[PATCH v8 4/7] KVM: x86: Report host tsc and realtime values in KVM_GET_CLOCK

Fri Oct 1 07:17:02 PDT 2021

On 01/10/21 01:02, Thomas Gleixner wrote:
> 
>   Now the proposed change is creating exactly the same problem:
> 
>   +	if (data.flags & KVM_CLOCK_REALTIME) {
>   +		u64 now_real_ns = ktime_get_real_ns();
>   +
>   +		/*
>   +		 * Avoid stepping the kvmclock backwards.
>   +		 */
>   +		if (now_real_ns > data.realtime)
>   +			data.clock += now_real_ns - data.realtime;
>   +	}

Indeed, though it's opt-in (you can always not pass KVM_CLOCK_REALTIME 
and then the kernel will not muck with the value you gave it).

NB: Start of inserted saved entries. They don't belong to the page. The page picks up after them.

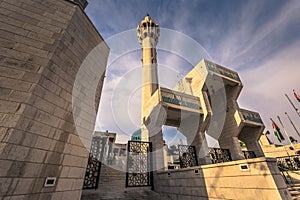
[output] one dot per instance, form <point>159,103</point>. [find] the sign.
<point>222,71</point>
<point>181,103</point>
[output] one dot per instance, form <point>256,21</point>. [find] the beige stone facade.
<point>43,44</point>
<point>205,102</point>
<point>260,179</point>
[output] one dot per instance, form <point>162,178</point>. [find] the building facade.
<point>43,45</point>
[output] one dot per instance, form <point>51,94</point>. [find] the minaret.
<point>148,33</point>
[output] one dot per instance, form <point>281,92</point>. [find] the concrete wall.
<point>42,45</point>
<point>224,181</point>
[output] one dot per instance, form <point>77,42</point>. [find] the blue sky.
<point>258,39</point>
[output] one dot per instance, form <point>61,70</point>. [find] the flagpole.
<point>292,124</point>
<point>296,109</point>
<point>285,132</point>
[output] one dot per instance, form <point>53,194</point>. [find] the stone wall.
<point>262,180</point>
<point>42,45</point>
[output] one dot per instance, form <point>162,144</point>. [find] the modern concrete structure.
<point>205,102</point>
<point>43,44</point>
<point>193,106</point>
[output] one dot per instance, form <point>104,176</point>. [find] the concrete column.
<point>157,150</point>
<point>233,144</point>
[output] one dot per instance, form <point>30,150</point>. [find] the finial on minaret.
<point>148,28</point>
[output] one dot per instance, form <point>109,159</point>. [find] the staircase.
<point>112,187</point>
<point>294,190</point>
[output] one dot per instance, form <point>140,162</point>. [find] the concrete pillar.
<point>233,144</point>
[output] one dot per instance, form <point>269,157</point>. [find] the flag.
<point>296,95</point>
<point>293,139</point>
<point>277,132</point>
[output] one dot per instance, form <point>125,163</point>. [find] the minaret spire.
<point>148,33</point>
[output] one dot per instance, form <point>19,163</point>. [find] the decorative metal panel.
<point>249,154</point>
<point>139,171</point>
<point>288,163</point>
<point>187,156</point>
<point>92,173</point>
<point>218,155</point>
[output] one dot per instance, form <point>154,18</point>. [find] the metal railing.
<point>249,154</point>
<point>218,155</point>
<point>251,116</point>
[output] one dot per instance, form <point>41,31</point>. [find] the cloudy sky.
<point>258,39</point>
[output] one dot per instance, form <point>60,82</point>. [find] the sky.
<point>258,39</point>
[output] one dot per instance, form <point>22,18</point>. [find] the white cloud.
<point>266,84</point>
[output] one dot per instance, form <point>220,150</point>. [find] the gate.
<point>139,169</point>
<point>93,168</point>
<point>187,156</point>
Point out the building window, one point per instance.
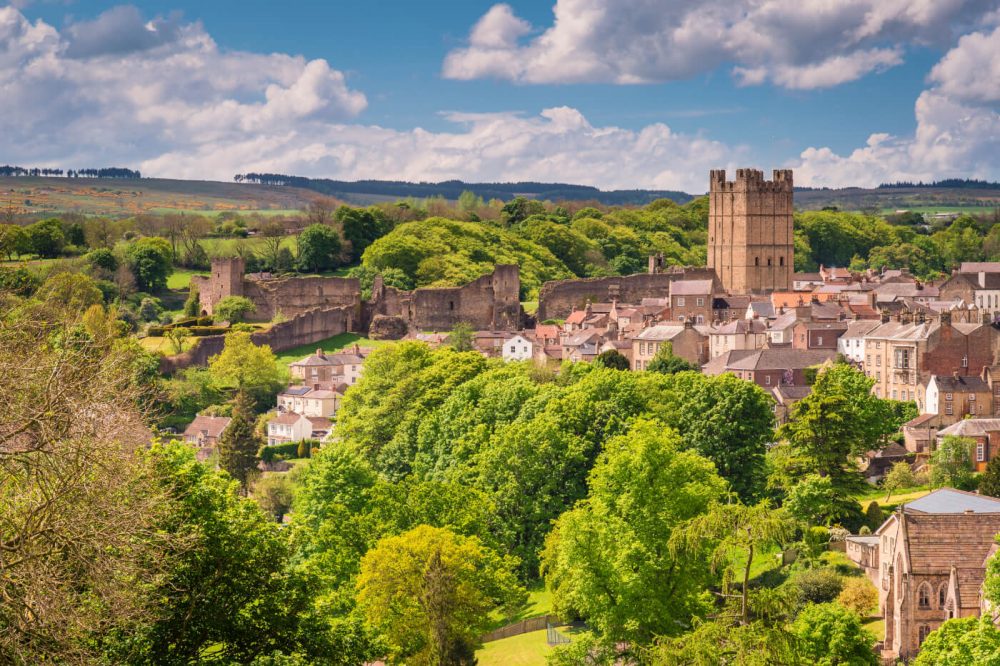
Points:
(924, 596)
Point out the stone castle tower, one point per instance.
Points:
(750, 243)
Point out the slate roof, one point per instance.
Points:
(214, 425)
(949, 500)
(971, 428)
(690, 287)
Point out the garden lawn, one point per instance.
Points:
(334, 344)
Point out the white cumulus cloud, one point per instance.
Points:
(803, 44)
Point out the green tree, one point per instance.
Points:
(731, 422)
(192, 306)
(273, 493)
(430, 593)
(961, 642)
(74, 291)
(151, 263)
(613, 359)
(951, 462)
(835, 424)
(666, 363)
(737, 533)
(319, 248)
(361, 227)
(461, 337)
(899, 476)
(102, 260)
(233, 309)
(228, 589)
(177, 335)
(830, 635)
(239, 442)
(989, 482)
(244, 366)
(606, 558)
(45, 238)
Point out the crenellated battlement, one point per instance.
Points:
(751, 180)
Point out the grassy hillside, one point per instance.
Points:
(119, 197)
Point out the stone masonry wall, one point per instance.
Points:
(558, 298)
(308, 327)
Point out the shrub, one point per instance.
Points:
(859, 595)
(817, 585)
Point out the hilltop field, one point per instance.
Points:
(122, 197)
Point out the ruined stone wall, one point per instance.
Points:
(289, 295)
(558, 298)
(305, 328)
(489, 302)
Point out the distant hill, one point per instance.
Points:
(369, 191)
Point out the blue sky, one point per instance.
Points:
(781, 84)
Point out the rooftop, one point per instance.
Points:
(949, 500)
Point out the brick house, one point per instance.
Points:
(688, 343)
(984, 432)
(691, 300)
(955, 397)
(927, 561)
(904, 351)
(341, 367)
(769, 367)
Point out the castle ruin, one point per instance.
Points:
(490, 302)
(750, 241)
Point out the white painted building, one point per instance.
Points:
(517, 348)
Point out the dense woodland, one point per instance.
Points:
(650, 504)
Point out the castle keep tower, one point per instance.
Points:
(750, 243)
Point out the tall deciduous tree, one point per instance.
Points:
(608, 559)
(430, 591)
(319, 248)
(239, 442)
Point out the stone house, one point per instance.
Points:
(517, 348)
(687, 343)
(904, 351)
(817, 334)
(851, 344)
(769, 367)
(292, 427)
(927, 561)
(691, 300)
(956, 397)
(984, 432)
(315, 400)
(737, 334)
(204, 432)
(340, 367)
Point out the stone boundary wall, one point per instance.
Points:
(521, 627)
(558, 298)
(310, 326)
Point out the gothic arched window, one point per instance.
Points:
(924, 596)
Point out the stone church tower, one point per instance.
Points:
(750, 243)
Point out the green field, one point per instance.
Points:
(333, 344)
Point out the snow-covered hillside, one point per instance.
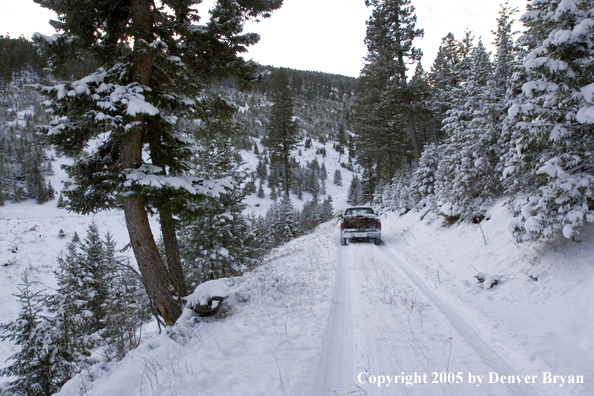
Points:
(318, 318)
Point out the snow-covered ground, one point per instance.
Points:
(318, 318)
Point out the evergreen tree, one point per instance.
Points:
(337, 177)
(282, 128)
(43, 363)
(261, 193)
(327, 209)
(551, 166)
(126, 306)
(282, 219)
(341, 145)
(424, 178)
(355, 194)
(390, 34)
(467, 180)
(153, 66)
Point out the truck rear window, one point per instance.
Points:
(358, 211)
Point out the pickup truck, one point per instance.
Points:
(360, 223)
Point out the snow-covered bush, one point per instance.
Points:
(552, 166)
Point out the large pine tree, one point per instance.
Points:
(154, 61)
(551, 166)
(282, 128)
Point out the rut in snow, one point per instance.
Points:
(336, 371)
(486, 353)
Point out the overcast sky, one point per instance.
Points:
(322, 35)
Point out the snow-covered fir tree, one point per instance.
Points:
(44, 362)
(551, 167)
(355, 193)
(282, 219)
(467, 180)
(152, 71)
(422, 184)
(337, 180)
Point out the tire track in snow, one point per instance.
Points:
(486, 353)
(336, 367)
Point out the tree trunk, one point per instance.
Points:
(411, 120)
(413, 135)
(172, 251)
(286, 163)
(157, 280)
(154, 273)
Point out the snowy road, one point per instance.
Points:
(388, 334)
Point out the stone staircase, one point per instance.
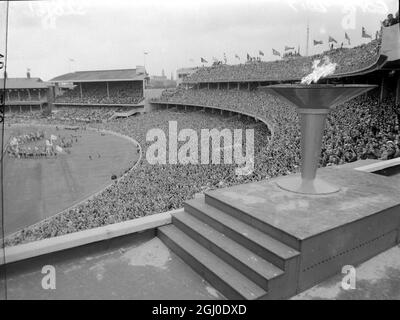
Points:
(240, 256)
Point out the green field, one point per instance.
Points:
(35, 189)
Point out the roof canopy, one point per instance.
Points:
(100, 76)
(24, 83)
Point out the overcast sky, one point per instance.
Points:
(113, 34)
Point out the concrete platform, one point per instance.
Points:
(376, 279)
(130, 267)
(348, 227)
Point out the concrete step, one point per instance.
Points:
(248, 263)
(230, 282)
(271, 230)
(251, 238)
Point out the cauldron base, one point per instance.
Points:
(313, 187)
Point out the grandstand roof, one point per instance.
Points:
(101, 76)
(23, 83)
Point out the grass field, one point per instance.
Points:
(35, 189)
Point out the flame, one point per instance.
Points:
(319, 71)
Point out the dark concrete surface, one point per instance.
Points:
(376, 279)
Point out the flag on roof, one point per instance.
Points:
(364, 33)
(275, 52)
(347, 37)
(331, 39)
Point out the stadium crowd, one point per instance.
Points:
(360, 129)
(347, 59)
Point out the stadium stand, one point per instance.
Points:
(24, 93)
(364, 128)
(347, 59)
(103, 87)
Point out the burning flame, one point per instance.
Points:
(319, 71)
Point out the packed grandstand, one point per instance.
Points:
(364, 128)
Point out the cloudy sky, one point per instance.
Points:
(45, 35)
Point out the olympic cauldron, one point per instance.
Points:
(313, 103)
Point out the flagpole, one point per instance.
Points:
(308, 36)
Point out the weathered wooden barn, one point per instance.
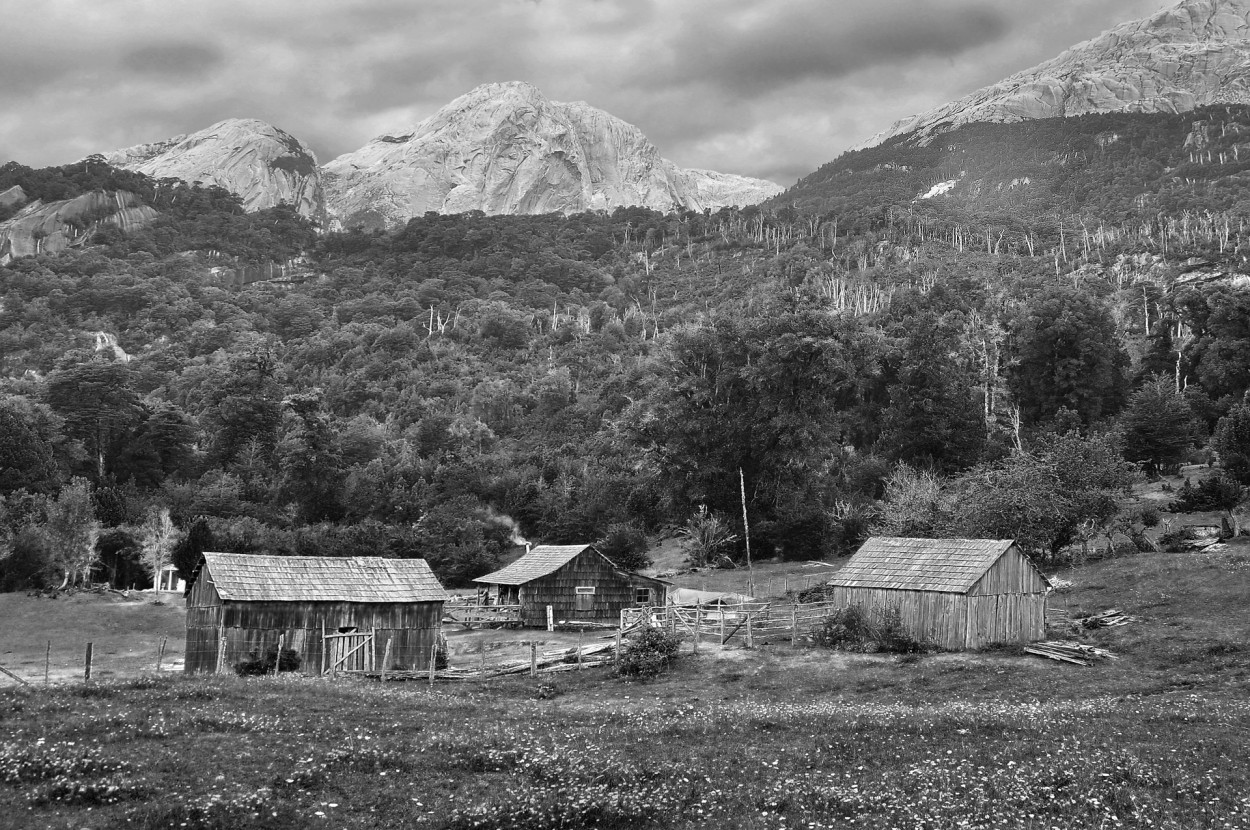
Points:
(955, 593)
(575, 580)
(239, 604)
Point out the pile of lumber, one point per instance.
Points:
(1069, 651)
(1108, 619)
(570, 659)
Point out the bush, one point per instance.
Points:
(649, 654)
(854, 629)
(626, 546)
(1216, 493)
(256, 665)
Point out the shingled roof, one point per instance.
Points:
(945, 565)
(323, 579)
(538, 561)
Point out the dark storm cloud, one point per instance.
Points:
(771, 88)
(174, 60)
(819, 41)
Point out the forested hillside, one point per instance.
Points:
(999, 359)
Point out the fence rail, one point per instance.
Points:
(749, 623)
(471, 615)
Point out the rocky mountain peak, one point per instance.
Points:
(256, 160)
(508, 149)
(1188, 55)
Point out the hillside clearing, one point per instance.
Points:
(761, 739)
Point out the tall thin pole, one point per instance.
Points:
(746, 533)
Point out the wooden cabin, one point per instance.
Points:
(575, 580)
(238, 604)
(954, 593)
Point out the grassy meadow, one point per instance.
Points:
(771, 738)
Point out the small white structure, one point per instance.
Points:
(169, 580)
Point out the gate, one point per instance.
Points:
(351, 651)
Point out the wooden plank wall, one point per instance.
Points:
(413, 629)
(613, 591)
(1005, 618)
(926, 615)
(203, 624)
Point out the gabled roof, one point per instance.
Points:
(538, 561)
(946, 565)
(323, 579)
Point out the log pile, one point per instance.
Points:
(1069, 651)
(1108, 619)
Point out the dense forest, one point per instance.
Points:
(1001, 359)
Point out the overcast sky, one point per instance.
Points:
(764, 88)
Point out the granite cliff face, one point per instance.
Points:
(49, 228)
(506, 149)
(1189, 55)
(255, 160)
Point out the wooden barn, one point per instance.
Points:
(336, 613)
(955, 593)
(575, 580)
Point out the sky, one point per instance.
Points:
(760, 88)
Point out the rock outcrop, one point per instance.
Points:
(506, 149)
(255, 160)
(1190, 55)
(49, 228)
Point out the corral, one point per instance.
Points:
(334, 613)
(954, 593)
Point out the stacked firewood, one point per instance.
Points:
(1070, 651)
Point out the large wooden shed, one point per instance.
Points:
(238, 604)
(575, 580)
(955, 593)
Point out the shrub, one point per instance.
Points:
(256, 665)
(649, 654)
(1216, 493)
(854, 629)
(626, 546)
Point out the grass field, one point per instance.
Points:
(773, 738)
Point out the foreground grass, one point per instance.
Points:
(768, 739)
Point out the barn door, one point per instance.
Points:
(349, 651)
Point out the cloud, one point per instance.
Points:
(173, 60)
(750, 54)
(771, 88)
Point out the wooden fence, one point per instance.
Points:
(744, 623)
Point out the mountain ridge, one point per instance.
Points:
(1188, 55)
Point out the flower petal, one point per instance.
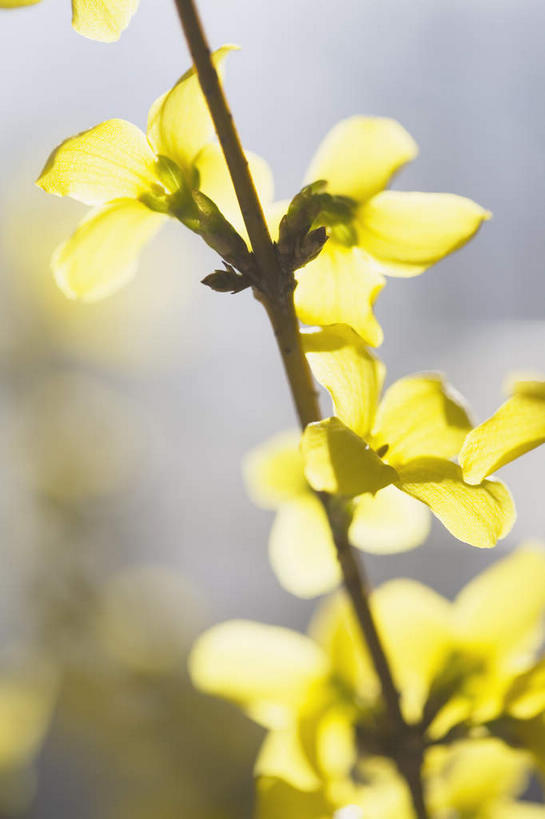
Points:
(102, 20)
(360, 154)
(101, 256)
(408, 232)
(13, 4)
(257, 665)
(475, 773)
(339, 462)
(414, 622)
(485, 620)
(419, 416)
(179, 123)
(274, 472)
(340, 287)
(216, 182)
(342, 363)
(478, 515)
(110, 161)
(388, 522)
(515, 428)
(301, 548)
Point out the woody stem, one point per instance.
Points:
(276, 293)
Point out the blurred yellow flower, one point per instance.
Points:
(320, 699)
(102, 20)
(373, 231)
(301, 549)
(406, 440)
(135, 183)
(515, 428)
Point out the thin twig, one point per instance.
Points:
(277, 297)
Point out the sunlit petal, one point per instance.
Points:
(360, 154)
(301, 548)
(388, 522)
(101, 256)
(339, 462)
(479, 515)
(274, 471)
(179, 123)
(515, 428)
(255, 664)
(340, 287)
(420, 416)
(483, 613)
(102, 19)
(110, 161)
(342, 363)
(408, 232)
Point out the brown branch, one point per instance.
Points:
(276, 294)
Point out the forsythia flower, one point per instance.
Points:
(301, 548)
(319, 696)
(406, 440)
(373, 231)
(136, 183)
(474, 780)
(98, 19)
(515, 428)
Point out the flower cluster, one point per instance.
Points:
(470, 684)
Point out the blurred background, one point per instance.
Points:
(125, 529)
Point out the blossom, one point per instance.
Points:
(319, 698)
(136, 182)
(372, 231)
(515, 428)
(301, 548)
(104, 20)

> virt came along and created a hard to solve circular dependency
> problem:
> 
>    - If CLOCK_MONOTONIC stops for too long then NTP/PTP gets out of
>      sync, but everything else is happy.
>      
>    - If CLOCK_MONOTONIC jumps too far forward, then all hell breaks
>      lose, but NTP/PTP is happy.

Yes, I agree that this sums it up.

For example QEMU (meaning: Marcelo :)) has gone for the former and 
"hoping" that NTP/PTP sorts it out sooner or later.  The clock in 
nanoseconds is sent out to the destination and restored.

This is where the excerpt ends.